Great American Home Baking Cookbook


1 1/2 c. flour
1 tsp. salt
1/3 c. chilled butter, but into pieces
1 large egg
2-3 tbsp. ice water
4 c. cubed cooked chicken
1 tbsp. butter
1 lb. fresh mushrooms, sliced
1/2 c. frozen peas
1/2 c. frozen corn
1/4 c. onion, chopped
1/4 c. dry white wine or water
1 1/2 c. whipping cream
2 tbsp. flour
1 1/2 tsp. paprika
1/2 tsp. salt
1/2 tsp. black pepper
3/4 c. chicken broth
1 large egg, lightly beaten

For pastry: In a medium bowl mix together flour and salt.

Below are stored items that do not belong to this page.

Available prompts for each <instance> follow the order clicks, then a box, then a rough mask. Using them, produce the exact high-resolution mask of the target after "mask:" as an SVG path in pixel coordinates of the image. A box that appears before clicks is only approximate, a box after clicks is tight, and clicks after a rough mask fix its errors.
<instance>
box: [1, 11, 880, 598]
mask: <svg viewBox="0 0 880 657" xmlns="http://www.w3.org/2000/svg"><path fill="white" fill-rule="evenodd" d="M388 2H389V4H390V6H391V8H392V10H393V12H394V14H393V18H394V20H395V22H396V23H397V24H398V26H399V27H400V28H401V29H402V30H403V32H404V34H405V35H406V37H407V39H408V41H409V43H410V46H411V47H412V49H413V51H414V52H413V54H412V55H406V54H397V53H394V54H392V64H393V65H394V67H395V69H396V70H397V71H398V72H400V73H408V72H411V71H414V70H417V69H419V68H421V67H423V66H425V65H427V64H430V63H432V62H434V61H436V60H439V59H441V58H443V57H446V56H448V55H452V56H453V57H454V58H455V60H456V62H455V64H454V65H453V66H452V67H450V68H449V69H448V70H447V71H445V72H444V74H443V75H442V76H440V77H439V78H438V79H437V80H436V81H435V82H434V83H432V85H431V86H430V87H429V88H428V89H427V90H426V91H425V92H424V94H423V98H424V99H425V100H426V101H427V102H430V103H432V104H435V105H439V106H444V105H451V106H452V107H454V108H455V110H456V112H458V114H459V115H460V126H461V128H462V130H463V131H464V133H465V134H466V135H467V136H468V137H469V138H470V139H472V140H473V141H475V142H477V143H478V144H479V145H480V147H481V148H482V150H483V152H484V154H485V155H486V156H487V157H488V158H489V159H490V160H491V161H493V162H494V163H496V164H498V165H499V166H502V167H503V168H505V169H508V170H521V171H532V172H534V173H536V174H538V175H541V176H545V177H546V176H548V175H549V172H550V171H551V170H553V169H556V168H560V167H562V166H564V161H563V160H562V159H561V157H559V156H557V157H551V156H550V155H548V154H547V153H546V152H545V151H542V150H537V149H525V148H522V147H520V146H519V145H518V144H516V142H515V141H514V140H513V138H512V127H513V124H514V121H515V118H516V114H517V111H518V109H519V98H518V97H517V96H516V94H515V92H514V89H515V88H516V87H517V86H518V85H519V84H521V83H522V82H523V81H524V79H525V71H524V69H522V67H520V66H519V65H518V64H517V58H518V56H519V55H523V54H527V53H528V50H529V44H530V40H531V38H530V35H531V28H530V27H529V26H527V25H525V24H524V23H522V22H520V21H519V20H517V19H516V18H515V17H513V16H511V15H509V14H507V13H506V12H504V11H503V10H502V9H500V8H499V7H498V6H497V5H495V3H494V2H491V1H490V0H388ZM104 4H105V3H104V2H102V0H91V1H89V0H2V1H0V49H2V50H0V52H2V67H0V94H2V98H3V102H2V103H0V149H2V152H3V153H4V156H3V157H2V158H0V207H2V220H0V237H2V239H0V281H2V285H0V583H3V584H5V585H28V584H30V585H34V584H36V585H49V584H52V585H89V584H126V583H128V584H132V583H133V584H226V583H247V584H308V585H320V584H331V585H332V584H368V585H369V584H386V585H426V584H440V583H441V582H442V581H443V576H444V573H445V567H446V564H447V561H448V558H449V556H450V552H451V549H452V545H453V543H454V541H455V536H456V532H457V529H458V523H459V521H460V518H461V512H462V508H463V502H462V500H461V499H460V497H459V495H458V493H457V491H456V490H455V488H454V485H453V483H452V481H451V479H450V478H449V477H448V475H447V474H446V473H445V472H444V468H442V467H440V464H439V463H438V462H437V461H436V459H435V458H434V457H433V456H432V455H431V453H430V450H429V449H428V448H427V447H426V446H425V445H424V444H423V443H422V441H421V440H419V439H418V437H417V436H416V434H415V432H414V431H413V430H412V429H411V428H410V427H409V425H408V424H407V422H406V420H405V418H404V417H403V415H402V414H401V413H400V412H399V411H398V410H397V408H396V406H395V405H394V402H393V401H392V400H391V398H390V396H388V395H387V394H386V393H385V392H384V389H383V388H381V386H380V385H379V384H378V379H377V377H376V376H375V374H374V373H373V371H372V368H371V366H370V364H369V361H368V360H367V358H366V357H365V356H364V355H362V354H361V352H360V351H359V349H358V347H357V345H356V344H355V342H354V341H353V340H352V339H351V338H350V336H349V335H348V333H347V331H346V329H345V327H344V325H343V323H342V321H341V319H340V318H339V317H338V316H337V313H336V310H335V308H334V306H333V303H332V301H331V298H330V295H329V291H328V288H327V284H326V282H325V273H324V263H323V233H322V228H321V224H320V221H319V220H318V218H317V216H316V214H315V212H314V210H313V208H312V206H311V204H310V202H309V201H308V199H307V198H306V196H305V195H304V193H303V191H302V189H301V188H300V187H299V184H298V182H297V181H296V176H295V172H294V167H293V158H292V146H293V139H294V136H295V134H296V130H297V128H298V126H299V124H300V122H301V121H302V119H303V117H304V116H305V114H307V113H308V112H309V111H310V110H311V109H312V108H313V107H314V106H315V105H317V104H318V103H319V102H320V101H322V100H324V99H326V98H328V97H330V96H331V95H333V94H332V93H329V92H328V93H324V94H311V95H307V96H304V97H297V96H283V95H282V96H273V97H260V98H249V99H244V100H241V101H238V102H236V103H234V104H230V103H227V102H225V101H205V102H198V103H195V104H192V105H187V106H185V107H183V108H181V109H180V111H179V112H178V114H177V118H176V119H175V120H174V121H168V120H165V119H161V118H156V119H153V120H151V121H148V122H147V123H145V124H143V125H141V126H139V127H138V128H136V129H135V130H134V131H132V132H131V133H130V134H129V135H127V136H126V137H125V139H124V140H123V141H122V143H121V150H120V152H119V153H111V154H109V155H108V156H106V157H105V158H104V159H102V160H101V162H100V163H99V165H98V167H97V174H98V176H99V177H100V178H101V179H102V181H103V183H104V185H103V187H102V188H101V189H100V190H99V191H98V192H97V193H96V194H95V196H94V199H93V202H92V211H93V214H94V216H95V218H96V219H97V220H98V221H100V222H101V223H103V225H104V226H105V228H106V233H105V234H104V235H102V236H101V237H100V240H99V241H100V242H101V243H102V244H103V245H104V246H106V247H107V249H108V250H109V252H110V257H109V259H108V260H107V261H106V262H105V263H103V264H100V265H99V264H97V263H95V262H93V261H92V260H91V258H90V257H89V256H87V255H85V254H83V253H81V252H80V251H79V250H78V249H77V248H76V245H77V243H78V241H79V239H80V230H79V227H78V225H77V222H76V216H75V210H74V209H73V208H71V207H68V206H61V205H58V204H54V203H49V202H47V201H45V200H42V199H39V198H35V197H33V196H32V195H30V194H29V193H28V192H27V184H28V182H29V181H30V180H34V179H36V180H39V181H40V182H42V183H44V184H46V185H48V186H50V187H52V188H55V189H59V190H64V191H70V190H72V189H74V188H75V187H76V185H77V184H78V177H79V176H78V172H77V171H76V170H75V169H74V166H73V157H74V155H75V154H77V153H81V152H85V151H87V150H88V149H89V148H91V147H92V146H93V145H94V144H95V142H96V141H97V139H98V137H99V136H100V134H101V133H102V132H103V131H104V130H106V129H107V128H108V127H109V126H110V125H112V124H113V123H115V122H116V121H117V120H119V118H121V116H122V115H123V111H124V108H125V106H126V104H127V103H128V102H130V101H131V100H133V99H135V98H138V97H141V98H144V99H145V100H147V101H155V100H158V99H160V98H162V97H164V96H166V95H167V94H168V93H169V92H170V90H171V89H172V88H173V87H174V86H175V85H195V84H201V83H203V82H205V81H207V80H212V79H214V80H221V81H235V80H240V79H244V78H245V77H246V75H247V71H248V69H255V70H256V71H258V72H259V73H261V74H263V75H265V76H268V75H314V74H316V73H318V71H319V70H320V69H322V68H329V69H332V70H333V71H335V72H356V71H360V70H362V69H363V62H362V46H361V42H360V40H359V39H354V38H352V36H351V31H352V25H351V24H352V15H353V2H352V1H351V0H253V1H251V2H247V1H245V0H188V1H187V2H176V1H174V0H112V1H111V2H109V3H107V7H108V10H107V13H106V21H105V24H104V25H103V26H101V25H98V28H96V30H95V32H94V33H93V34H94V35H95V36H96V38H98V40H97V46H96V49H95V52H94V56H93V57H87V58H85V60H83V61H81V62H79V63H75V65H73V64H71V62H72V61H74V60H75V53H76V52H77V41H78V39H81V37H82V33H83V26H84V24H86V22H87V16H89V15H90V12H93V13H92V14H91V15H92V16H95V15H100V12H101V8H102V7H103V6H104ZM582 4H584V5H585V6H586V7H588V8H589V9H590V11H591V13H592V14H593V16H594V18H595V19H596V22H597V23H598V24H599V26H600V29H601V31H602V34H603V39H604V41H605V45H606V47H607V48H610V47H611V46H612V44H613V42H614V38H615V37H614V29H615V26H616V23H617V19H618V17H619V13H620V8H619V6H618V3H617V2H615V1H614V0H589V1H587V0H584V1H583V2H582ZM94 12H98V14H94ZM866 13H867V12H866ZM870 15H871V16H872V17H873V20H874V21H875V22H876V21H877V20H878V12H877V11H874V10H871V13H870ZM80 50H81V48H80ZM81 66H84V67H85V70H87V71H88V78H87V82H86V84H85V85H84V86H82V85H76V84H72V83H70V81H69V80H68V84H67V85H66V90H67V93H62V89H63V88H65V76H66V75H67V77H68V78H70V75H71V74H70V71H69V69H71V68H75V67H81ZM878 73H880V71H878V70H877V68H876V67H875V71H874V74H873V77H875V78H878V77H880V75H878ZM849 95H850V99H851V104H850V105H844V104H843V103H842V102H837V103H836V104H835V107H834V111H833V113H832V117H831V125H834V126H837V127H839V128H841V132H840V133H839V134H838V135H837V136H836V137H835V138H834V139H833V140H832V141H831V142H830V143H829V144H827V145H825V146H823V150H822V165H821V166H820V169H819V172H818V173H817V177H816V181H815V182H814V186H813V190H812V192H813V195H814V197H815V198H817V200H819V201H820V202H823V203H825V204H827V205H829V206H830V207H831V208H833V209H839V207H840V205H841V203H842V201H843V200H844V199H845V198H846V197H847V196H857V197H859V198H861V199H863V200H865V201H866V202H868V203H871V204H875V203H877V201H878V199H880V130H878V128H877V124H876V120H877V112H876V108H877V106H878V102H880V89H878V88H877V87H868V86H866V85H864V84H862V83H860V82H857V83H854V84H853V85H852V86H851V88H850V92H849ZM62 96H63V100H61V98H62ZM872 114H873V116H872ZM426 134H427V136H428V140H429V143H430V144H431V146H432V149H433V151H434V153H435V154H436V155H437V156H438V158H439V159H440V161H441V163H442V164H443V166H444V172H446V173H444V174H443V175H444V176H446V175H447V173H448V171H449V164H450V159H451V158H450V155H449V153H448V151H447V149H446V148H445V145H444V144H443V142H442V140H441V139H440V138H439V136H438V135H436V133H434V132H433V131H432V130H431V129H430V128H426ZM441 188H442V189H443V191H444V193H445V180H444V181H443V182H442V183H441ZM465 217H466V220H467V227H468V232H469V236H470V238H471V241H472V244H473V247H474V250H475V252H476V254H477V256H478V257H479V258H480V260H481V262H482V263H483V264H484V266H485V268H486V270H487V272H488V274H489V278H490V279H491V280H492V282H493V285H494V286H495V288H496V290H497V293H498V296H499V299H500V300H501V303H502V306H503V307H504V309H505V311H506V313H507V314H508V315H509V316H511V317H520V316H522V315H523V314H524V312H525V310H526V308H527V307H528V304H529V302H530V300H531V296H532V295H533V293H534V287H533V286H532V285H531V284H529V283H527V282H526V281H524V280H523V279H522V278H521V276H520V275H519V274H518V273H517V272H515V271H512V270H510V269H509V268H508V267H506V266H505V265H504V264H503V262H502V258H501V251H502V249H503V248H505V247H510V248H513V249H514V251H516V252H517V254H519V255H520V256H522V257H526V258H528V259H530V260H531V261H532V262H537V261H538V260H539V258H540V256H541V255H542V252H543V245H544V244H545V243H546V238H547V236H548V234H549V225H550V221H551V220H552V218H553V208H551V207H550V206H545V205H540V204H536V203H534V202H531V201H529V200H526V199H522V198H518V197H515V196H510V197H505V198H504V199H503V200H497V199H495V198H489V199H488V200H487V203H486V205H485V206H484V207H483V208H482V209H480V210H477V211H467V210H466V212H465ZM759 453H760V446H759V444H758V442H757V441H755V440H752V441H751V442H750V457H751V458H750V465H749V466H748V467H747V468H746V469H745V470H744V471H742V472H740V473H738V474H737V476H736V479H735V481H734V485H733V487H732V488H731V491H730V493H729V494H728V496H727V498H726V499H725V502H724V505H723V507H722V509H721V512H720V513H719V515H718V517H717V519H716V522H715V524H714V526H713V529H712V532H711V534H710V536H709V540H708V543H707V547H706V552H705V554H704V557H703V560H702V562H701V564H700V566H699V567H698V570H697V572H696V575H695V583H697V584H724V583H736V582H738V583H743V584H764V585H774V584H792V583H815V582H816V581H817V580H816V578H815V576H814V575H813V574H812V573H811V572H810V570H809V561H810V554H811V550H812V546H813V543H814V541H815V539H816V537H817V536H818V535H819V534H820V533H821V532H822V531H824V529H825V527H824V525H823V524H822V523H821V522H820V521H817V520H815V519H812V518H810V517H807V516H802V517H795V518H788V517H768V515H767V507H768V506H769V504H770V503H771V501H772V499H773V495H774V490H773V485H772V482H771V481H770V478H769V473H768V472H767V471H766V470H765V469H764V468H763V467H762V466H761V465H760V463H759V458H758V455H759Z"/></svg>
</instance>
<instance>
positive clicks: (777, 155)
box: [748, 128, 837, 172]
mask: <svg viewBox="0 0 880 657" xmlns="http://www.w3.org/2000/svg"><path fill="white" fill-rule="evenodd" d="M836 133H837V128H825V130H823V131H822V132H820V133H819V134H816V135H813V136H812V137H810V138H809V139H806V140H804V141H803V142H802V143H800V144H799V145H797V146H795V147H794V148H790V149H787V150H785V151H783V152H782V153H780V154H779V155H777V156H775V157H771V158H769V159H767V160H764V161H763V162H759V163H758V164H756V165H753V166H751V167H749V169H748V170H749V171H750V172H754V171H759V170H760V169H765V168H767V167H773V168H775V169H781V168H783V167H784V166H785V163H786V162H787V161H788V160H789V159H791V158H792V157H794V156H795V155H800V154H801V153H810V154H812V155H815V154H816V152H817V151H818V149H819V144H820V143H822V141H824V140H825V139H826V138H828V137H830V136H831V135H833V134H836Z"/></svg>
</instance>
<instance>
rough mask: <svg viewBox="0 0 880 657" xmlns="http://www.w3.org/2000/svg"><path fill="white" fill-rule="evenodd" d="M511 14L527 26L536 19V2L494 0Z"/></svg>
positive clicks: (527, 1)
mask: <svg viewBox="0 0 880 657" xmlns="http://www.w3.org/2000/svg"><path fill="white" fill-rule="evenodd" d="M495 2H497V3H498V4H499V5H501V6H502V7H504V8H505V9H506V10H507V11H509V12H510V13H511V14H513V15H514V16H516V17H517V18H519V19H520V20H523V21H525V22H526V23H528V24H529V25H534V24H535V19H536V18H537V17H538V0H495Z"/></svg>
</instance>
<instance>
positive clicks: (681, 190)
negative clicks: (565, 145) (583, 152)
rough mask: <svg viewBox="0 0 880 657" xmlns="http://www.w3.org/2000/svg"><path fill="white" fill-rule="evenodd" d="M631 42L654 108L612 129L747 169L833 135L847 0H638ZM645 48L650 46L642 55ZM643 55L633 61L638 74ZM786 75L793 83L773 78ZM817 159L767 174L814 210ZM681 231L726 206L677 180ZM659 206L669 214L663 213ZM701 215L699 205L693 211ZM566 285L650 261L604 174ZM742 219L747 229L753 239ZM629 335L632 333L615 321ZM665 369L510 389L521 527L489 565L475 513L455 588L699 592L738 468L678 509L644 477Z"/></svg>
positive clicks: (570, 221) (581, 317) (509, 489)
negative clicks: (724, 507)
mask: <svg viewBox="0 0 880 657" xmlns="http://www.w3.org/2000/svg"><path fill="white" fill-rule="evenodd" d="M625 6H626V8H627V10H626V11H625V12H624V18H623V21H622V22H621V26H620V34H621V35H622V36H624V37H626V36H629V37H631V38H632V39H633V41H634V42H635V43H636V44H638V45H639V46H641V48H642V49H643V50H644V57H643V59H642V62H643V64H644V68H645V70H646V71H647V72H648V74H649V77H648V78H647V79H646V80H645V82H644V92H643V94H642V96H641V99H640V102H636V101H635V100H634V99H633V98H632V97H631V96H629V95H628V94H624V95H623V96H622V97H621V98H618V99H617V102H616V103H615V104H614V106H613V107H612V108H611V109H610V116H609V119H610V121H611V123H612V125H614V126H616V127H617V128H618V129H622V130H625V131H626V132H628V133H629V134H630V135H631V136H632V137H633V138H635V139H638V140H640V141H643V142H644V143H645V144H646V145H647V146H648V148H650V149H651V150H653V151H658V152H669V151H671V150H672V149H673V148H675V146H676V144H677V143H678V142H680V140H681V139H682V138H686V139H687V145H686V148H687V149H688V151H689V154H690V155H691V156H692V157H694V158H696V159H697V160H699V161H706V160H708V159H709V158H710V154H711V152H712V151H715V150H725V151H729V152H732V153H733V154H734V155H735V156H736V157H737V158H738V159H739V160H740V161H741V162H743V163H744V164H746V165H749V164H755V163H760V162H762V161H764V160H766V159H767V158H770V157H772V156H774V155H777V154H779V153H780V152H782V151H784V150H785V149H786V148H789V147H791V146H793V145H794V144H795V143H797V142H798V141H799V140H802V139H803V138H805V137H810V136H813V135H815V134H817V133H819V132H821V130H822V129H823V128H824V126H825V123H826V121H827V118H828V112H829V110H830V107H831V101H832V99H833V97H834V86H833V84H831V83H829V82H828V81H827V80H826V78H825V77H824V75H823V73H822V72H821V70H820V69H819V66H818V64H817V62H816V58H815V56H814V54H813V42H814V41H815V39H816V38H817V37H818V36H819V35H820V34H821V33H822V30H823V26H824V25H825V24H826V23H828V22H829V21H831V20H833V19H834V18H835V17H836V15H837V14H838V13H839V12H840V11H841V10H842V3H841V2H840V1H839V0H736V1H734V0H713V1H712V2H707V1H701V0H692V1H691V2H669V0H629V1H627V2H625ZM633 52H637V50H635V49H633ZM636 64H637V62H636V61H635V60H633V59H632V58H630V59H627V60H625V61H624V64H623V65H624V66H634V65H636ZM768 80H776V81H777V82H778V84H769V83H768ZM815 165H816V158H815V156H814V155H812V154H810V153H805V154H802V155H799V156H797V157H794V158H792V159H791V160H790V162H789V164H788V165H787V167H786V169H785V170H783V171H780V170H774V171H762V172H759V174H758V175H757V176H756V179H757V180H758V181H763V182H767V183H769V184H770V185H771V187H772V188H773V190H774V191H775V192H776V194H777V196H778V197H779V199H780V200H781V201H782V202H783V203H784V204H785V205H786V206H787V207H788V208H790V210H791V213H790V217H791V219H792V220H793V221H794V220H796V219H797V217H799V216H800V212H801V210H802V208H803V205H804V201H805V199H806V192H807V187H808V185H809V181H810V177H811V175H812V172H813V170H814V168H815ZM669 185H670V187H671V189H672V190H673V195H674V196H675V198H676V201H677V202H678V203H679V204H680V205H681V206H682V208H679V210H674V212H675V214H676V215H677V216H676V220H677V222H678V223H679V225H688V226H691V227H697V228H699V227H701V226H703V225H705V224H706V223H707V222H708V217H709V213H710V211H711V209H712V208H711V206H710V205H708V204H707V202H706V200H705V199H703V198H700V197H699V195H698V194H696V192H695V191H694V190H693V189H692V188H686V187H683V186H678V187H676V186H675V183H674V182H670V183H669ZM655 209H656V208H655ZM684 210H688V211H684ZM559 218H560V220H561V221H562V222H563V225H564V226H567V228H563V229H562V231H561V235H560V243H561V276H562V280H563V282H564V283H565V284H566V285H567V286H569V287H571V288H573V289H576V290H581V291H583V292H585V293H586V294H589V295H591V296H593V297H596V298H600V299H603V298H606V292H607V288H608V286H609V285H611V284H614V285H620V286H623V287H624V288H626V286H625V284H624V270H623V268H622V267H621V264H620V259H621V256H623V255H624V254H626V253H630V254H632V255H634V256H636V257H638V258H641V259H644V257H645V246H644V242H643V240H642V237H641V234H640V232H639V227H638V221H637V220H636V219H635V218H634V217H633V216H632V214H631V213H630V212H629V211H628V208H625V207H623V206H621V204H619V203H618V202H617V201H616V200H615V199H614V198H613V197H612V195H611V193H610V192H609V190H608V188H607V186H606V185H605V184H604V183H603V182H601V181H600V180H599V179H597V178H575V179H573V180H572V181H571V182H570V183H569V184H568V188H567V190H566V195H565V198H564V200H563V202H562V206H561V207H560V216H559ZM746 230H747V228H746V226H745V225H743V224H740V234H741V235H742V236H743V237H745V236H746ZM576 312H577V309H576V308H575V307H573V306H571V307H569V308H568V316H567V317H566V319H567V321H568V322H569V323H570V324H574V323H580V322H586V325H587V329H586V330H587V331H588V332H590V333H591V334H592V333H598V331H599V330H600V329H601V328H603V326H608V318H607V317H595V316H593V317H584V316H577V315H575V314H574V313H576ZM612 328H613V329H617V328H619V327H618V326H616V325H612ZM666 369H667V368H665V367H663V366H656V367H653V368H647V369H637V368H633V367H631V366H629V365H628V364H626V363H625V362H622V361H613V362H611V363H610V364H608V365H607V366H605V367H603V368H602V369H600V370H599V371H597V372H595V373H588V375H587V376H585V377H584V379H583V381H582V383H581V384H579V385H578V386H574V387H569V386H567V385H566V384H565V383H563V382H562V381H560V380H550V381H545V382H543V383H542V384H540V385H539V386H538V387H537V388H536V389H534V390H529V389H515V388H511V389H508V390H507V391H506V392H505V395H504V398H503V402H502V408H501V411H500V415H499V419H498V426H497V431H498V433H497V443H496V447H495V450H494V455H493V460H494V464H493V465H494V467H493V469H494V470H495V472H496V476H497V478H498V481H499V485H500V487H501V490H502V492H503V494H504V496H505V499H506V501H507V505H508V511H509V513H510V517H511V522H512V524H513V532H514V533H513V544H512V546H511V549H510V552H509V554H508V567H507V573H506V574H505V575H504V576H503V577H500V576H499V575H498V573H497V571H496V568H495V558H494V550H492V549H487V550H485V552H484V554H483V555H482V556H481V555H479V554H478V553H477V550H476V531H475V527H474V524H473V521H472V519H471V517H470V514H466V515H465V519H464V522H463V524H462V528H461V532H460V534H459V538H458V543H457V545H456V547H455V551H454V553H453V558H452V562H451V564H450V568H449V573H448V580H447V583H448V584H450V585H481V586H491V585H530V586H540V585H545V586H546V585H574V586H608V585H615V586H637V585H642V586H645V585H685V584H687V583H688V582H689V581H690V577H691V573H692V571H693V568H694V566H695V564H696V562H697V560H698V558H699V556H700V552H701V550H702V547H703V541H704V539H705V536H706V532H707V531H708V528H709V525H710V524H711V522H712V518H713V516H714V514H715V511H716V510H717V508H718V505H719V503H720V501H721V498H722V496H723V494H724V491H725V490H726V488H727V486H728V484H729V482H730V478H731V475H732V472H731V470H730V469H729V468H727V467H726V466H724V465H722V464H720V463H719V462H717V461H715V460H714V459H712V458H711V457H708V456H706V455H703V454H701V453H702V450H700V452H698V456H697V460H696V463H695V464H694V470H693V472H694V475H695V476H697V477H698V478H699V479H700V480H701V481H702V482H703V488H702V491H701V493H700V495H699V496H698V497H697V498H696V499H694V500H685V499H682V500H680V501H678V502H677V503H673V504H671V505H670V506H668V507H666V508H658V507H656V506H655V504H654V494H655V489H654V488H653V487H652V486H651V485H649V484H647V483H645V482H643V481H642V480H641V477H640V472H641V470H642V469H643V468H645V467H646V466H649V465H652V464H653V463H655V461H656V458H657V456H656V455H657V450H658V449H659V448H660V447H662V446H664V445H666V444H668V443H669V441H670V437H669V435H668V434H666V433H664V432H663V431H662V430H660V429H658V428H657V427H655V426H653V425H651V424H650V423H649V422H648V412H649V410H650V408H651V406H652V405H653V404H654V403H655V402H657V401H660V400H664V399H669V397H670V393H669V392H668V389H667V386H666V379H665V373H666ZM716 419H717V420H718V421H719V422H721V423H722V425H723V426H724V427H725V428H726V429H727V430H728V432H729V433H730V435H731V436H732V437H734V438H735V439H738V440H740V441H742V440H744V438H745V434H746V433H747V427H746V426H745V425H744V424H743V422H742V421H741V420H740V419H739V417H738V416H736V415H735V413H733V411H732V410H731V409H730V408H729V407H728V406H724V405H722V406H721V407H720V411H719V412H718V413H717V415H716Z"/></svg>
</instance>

Using a pastry blender, but butter into flour until coarse crumbs form.
In a small bowl beat together egg and water. Add to the flour mixture; mix lightly until a soft dough forms. Shape into a disk, wrap in plastic wrap and chill in the refrigerator for 1 hour.
For filling: Place chicken in a 2 qt. casserole. In large skillet melt butter over low heat. Add onion and mushrooms; increase the heat to medium high and saute until browned. Add peas and corn and cook until the liquid evaporates. Add the wine; cook until almost evaporated, about 2 min. Add vegetable mixture to chicken; stir to combine.
In a medium saucepan, whisk together cream, flour, paprika, salt and pepper. Cook until thickened, about 5 min. Whisk in broth. Pour sauce over chicken mixture.
Preheat oven to 400.
On a lightly floured surface, roll the pastry to fit the top of the casserole. Place on top of pie; trim and seal the edges. Brush pastry with glaze. Bake until filling is bubbly and crust is browned, 25 - 30 min. Transfer to a wire rack to cool slightly. Serve warm.